Non ho mai sentito il biondo usare questo tono arrabbiato, pieno di ira e, soprattutto, delusione. È deluso di me, di come sto sprecando la mia vita invece di viverla, cosa che invece lui non può più fare. È questo il motivo per cui ha urlato con così tanta forza e decisione, perché se lui fosse ancora in vita vivrebbe. Solo che anche lui dovrebbe capire che non ce la faccio neanche a respirare senza la sua presenza... non riesco a fare un passo senza sentirmi costantemente oppresso da una forza più grande di me, qualcosa che non so gestire. Appena ne ho l'occasione tracanno litri di alcol e ogni tanto fumo e magari fossero sigarette. Jimin non è mai venuto a tirarmele via dalle mani, mi ha salvato solo quando stavo prendendo le sue pastiglie. Volevo provare come ci si sentisse ad avere un cuore che ancora batte, siccome il mio ha smesso di farlo quel primo di aprile. Incredibile, sono passati solamente pochi giorni, giorni che sono sembrati infiniti, giorni il cui tempo non scorreva più, bloccato dal tubo centrale di una clessidra che aveva deciso di smettere di funzionare, eppure me lo ricordo come se fosse ieri. Le sue ultime parole, i suoi ultimi "ti amo", i suoi ultimi baci. E lui è morto proprio così, premendo i suoi due delicati boccioli di rosa contro le mie labbra sottili, bagnate a causa delle lacrime che in quel momento sgorgavano senza lasciarmi tregua, appannandomi quella visione fin troppo atroce. È morto baciandomi e ringraziandomi; non so per che cosa, ma l'ha fatto. Lui mi era grato e io sto gettando via la mia vita. Non è giusto, non è affatto giusto.
Jimin credeva e tuttora crede in me e io con il mio comportamento lo sto solo deludendo. Non è giusto, ripeto per l'ennesima volta mentre i miei occhi si riempiono le lacrime, scaldandomi il viso che era stato precedentemente raffreddato dall'acqua gelida che scorreva in doccia.

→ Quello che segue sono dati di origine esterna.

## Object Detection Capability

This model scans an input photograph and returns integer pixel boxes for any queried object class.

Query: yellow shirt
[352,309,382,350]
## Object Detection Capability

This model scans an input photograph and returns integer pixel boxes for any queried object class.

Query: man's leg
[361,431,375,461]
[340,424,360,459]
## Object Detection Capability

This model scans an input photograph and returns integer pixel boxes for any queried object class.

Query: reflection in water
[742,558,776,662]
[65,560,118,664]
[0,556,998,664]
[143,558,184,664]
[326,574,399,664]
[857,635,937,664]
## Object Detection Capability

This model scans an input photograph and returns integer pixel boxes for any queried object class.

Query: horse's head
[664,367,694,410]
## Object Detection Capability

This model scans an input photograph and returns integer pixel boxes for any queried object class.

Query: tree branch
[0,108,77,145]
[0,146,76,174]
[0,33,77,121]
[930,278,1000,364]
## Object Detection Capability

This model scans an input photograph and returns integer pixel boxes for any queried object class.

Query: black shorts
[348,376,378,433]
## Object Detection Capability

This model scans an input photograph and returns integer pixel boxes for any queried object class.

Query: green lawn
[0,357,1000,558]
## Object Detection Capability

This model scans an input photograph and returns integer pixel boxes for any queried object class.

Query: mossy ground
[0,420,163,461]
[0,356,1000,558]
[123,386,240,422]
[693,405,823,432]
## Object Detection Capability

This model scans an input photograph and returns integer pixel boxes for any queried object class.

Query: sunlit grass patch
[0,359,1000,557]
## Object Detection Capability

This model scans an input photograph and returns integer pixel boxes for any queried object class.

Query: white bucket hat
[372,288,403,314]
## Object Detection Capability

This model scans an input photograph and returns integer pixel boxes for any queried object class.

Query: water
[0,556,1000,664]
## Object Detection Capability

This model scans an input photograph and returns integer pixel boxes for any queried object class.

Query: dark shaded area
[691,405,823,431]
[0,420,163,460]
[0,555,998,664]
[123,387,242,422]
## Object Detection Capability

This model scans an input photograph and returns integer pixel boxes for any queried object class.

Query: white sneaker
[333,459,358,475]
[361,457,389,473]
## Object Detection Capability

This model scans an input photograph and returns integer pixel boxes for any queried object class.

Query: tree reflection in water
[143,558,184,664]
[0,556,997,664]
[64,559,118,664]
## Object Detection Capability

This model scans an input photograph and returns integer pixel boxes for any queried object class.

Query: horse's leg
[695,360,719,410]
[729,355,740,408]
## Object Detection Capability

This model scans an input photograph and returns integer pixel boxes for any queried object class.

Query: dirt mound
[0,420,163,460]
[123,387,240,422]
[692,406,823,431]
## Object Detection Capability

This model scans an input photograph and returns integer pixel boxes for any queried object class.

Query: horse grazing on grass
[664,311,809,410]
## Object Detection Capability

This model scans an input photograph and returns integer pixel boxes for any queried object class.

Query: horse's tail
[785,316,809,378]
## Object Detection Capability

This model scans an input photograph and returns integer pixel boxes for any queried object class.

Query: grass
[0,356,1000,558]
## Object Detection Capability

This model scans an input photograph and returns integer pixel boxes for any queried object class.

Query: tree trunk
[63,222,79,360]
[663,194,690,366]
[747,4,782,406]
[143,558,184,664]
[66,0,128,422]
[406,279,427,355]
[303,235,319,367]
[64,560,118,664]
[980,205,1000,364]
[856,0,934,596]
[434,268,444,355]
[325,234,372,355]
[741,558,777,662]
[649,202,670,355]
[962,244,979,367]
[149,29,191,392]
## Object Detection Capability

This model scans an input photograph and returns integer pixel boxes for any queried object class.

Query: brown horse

«J-Jimin, piccolo mio» tento di parlare, ma la voce continua a spezzarmisi. Stringo gli occhi per cacciare le lacrime, ma queste sembrano non volerne sapere di andarsene. «Io ti amo e...» continuo a singhiozzare, tirando su col naso ogni tre per due a causa del pianto che non mi molla. «E ci proverò.»
A queste mie parole, vedo il suo corpo riapparire di fronte a me e i suoi occhi illuminarsi, per quanto sia possibile che due occhi morti si possano illuminare, mentre il suo volto cambia completamente espressione. Improvvisamente diventa dolce e allunga una mano verso il mio viso per accarezzarlo, mentre io mi lascio cullare da quel tocco delicato. «Proverò a fare quello che mi hai chiesto...» dico con un mezzo sorriso sul volto, causato dalla sua espressione grata. «Sappi però che non sarà facile» aggiungo facendolo ridacchiare. Mi rimetto in una posizione vigile e lo guardo in maniera confusa, non capendo il motivo di quella reazione, e quando nota il mio sguardo spiega: «Niente è facile, amore mio.»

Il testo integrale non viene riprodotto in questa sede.